Depending upon the nature of the feedstock, metal and/or abrasive materials can be introduced along with the feed into the vortex reactor; however, these tramp materials do not pyrolyze, and they are not easily attrited to fine powders and re-entrained with the gases leaving the axial outlet of the vortex reactor. In this connection, it should be noted that most three-way valves for use in connection with process streams are constructed to force the process stream to turn 90.degree. either to the right or to the left; however, this conventional arrangement would not work in the context of the present invention, inasmuch as it would result in very rapid destruction of such a three-way valve, due to the continued sharp turn of the erosive particles involved.

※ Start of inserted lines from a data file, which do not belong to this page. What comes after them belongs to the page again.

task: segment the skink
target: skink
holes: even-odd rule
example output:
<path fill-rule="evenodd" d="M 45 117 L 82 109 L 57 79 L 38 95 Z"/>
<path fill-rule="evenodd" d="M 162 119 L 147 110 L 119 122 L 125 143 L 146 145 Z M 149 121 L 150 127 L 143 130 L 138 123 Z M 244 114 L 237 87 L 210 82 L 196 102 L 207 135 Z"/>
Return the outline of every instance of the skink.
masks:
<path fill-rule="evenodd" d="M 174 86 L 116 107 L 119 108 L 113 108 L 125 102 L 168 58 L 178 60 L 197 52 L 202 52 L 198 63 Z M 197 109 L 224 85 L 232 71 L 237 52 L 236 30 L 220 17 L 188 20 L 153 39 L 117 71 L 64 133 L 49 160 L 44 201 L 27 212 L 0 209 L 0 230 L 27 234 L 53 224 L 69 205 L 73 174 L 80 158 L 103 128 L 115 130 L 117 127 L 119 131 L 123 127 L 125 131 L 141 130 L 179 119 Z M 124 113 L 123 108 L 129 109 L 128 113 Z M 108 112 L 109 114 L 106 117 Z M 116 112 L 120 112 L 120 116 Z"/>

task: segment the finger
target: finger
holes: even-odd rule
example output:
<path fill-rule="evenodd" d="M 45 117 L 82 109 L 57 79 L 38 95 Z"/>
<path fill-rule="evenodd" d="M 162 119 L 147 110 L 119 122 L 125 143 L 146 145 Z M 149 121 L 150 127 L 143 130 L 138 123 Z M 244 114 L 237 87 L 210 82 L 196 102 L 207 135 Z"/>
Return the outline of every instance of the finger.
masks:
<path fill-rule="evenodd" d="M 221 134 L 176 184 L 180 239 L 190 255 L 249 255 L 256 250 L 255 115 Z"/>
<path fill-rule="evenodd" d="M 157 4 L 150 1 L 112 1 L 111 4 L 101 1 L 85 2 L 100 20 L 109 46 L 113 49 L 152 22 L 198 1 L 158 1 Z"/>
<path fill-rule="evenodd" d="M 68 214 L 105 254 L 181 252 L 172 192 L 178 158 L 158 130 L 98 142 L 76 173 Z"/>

The invention construction utilizes an unusual threeway valve in a manner such that it allows the free-unrestricted flow of gases and solids in the recycle loop to pass straight through. When it is desired to remove tramp metals and other non-pyrolyzable material from the reactor, the biomass feed is temporarily discontinued for a few seconds to permit biomass already in the reactor system to be completely pyrolyzed. At this point, the only solids being recirculated in the reactor system are the tramp metals and other inert materials. Reference is now made to the embodiment depicted in FIG. 5, where a special three-way valve 40 is rotated 90.degree. to permit the recycle stream to be diverted to flow through a special inert cyclone separator 41 to remove the undesirable solids and return the cleaned gas stream to the recycle loop 42 downstream of the three-way valve to result in virtually no change in the pyrolysis system pressures. The recovered solids are accumulated in and are removed from a receiver vessel 43 attached to the bottom of the special cyclone separator. After this very brief period of removal of the tramp materials, the valve is returned to the straight-through position, and biomass chips 44 are returned to screw feeder 45 where a motive gas 46 such as steam impels the feed materials through the venturi of a steam ejector 47 at temperatures in the vicinity of about 525.degree. C. As the feed materials enter the vortex reactor 48 through a tangential opening from a connecting outlet and impinge on an area just opposite the tangential entrance, a replaceable wear plate disposed at this location enables successful reduction of wear in the vortex reactor. As mentioned, the vortex reactor wall is heated to about 625.degree. C., and the exiting connector 49 between the vertically disposed vortex reactor and the hot char cyclone 50 has a temperature of around 500.degree. C., and this results in pyrolysis vapors 51 having temperatures about 450.degree. C. exiting from the outlet of the hot char cyclone. The char receiver 52 disposed at the base of the hot char cyclone collects char particles of sizes in the vicinity of about -50 .mu.m. Again, as in the embodiment shown in FIG. 4, the solids recycle loop enters the ejector between the motive-gas nozzle and the venturi throat at an acute angle .zeta. (zeta) and in the same general direction as the high velocity motive gases.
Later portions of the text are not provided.